The day I raided the plum tree, I asked a few kitchen-inclined friends for suggestions on what to do with them. There were the usual recommendations–freeze them, jam them, bake them in pie–but then my friend Sandy threw me a curveball. “Stir-fry,” he said.
So I stir-fried. And I’m very glad I did.
It might sound odd to put stone fruit in a stir-fry. But it really works. Think of it as a fresh summer spin on the sweet-and-sour thing. Toss a few wedges of plum into a hot pan at the last minute, and they slump and half-melt into the sauce, adding pockets of jammy sweetness to an otherwise savory jumble. Some of the skins come loose, draping chicken and vegetables with a thin tart bite. The juices filter into every crevice, coating the vegetables and pooling thickly in the bottom of the pan. (More on that later.) It’s not quite like any other stir-fry I’ve ever made, and not coincidentally, I think it’s the best one I’ve ever made.
Part of the reason this stir-fry is so good is the plums; part of it is the chicken. There’s a trick to this, which Chinese restaurants use to keep meat–especially lean, easily-overcooked meat like chicken breast–juicy and tender. It’s called velveting, and it’s the only way I’ll stir-fry meat from now on. First, the sliced meat is marinated in a foamy slurry of egg white, cornstarch, and rice wine. Then it’s par-cooked in boiling water, drained, and finished off in the stir-fry pan.

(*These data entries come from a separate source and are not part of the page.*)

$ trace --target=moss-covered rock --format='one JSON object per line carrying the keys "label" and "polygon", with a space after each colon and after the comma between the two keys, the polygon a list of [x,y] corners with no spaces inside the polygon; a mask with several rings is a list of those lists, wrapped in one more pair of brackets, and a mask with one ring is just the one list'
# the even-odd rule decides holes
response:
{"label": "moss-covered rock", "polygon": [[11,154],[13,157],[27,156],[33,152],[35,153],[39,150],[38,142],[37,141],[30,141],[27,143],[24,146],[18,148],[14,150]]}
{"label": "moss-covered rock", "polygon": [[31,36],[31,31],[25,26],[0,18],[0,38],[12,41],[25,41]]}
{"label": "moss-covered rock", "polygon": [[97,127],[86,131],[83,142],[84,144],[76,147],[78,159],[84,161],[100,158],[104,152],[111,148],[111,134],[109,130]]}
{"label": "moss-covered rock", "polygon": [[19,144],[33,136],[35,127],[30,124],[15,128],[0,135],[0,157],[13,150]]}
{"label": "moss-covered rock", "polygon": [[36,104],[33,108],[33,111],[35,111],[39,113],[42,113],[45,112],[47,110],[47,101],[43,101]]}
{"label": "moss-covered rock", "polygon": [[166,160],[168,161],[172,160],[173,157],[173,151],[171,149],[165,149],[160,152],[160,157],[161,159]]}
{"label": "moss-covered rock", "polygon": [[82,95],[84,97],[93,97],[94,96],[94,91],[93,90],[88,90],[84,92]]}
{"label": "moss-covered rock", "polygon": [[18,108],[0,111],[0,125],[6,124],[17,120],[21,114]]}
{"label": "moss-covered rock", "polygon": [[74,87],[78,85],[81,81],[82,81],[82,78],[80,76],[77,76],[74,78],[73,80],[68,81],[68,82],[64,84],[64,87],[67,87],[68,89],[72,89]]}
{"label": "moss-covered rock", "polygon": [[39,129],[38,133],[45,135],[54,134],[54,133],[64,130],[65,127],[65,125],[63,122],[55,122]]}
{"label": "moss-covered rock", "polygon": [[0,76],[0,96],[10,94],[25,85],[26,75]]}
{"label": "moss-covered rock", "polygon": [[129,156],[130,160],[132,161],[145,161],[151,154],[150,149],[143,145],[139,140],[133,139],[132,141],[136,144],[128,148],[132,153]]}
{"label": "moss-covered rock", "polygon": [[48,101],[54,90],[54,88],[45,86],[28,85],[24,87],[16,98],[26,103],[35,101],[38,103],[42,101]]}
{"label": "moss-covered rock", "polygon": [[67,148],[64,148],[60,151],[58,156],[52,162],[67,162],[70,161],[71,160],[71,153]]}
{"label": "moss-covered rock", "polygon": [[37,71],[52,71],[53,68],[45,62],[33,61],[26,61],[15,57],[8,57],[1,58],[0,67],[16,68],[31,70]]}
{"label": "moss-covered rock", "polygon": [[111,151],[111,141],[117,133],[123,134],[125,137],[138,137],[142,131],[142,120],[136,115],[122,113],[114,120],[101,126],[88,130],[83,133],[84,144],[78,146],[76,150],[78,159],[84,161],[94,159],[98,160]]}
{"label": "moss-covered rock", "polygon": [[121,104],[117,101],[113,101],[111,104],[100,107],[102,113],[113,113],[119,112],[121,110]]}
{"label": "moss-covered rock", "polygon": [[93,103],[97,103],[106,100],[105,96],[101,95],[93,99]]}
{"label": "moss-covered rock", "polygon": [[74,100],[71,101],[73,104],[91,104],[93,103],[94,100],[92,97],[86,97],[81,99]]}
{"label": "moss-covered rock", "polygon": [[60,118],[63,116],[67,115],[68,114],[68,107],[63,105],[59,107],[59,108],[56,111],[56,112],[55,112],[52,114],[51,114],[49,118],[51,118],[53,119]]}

I don’t know what kind of sorcery takes place between the marinating bowl and the water pot; all I know is that it produced the plumpest, softest, most luxurious chicken breast meat that’s ever come out of my kitchen. The meat fairly glistened in the pan–you can see it in the photo below. This is one of those instances where taking the extra step is extraordinarily worth it, even if it means dirtying an extra bowl and pot.
I’m normally too lazy to cook rice for stir-fries, but I’ll make an exception here: you must serve this with rice. The reason for this is the plum juices, which filter to the bottom of the pan and thicken over the heat. Then there’s a simple hoisin sauce mixture, which mingles with the plum juices to form a soft purple sauce, rich and oozing, but without the gumminess of starch. The flavor is deeply plummy, a little salty, a little sweet, a little spicy. You’ll want to mop up every last purple streak of it. Trust me.